In contrast to a deterministic model, a stochastic model involves random variables. Therefore the substrate-enzyme reaction behavior cannot be predicted a priori, although it can be statistically characterized. Certainly biological reactions fall in the category of stochastic systems, since the very basic steps of every molecular reaction can be described only in terms of its probability of occurrence. Moreover, the diffusion of molecules is a realization of a random walk process (Brownian motion). When the system to be described is based on the interaction of few molecules, or we want to simulate the functioning of a little pool of cells it is necessary to use stochastic models.

There are a few different methods to solve the stochastic system and compute the system evolution with differential equations. We use the stochastic simulation algorithm (SSA), also known as Gillespie's algorithm for the simple substrate-enzyme reaction. In [Higham 2008] the SSA algorithm is explained and a result of the reaction described in the deterministic case is presented in Figure 3.

^{Figure 3: Simulation of the Stochastic substrate-enzyme model}

It can be seen in this example that a stochastic simulation can be performed using differential equations. With this approach only exponential distributions can modeled and simulated.
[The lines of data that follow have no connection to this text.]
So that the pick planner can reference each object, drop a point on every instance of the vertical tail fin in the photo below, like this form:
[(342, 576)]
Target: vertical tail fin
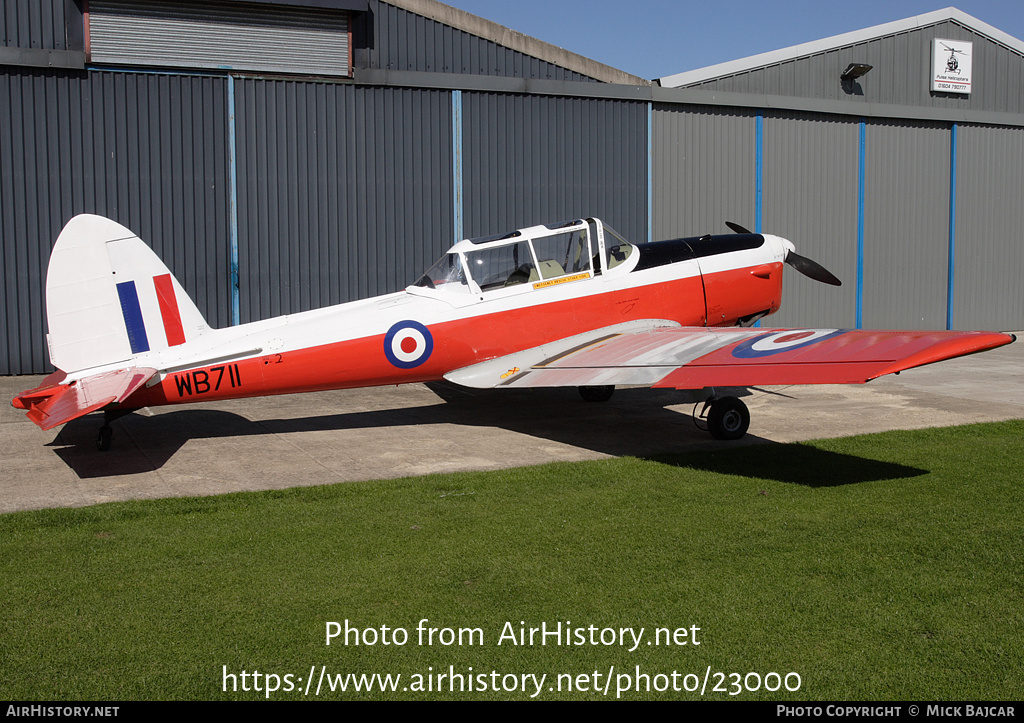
[(110, 298)]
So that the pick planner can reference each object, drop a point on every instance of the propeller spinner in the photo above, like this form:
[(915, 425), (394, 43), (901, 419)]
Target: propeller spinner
[(808, 267)]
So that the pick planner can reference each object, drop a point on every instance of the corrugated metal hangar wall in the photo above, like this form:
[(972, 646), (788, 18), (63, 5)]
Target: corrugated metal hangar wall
[(269, 195)]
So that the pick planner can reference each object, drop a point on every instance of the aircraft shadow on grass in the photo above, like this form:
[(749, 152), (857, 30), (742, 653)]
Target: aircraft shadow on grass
[(635, 423)]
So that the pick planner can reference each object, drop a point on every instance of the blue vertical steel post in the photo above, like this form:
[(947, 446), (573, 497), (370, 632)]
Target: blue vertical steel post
[(457, 195), (232, 202), (759, 146), (650, 173), (759, 155), (860, 221), (952, 226)]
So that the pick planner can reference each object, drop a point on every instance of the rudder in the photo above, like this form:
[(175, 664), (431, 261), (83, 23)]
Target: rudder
[(110, 298)]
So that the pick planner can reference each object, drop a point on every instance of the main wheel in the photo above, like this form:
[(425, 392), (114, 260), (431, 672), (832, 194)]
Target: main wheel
[(597, 393), (728, 418)]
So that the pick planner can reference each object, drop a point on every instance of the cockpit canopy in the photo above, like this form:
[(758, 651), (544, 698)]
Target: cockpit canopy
[(540, 255)]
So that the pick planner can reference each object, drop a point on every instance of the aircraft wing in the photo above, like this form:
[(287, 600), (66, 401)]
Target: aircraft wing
[(53, 402), (688, 357)]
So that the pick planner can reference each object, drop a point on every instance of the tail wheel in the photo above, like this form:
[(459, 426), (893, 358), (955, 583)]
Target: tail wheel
[(728, 418)]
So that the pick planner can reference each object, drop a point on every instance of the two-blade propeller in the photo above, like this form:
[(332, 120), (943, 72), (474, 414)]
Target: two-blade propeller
[(808, 267)]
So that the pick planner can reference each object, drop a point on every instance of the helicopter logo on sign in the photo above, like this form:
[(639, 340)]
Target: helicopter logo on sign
[(951, 66)]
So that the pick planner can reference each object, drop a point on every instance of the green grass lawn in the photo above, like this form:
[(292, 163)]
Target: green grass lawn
[(884, 566)]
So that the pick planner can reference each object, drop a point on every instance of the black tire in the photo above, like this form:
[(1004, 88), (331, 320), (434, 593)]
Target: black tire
[(728, 418), (597, 393)]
There is also no distinction between the distributions for the search and process times.

The modeling of biological systems with ODEs is also known as conventional mass-action-law-based-theory.

Two fundamental stochastic properties of the law of mass-action are:

- Ergodicity (equality of time and ensemble averages)
- Markovity (lack of memory)

When dealing with systems containing non-Markovian elements, results from the ODEs are not satisfying. There is also no distinction between two stochastic independent processes in the ODE model. These processes are the time needed before a substrate and enzyme collide (search time) and the time needed for reconfiguration of the substrate (reconfiguration time). For non-Markovian or stochastic independent biological systems it might be more appropriate to use other approaches. Hereafter we present a modeling approach as is common in modeling manufacturing lines. With these models the througput and flowtime of products can be calculated.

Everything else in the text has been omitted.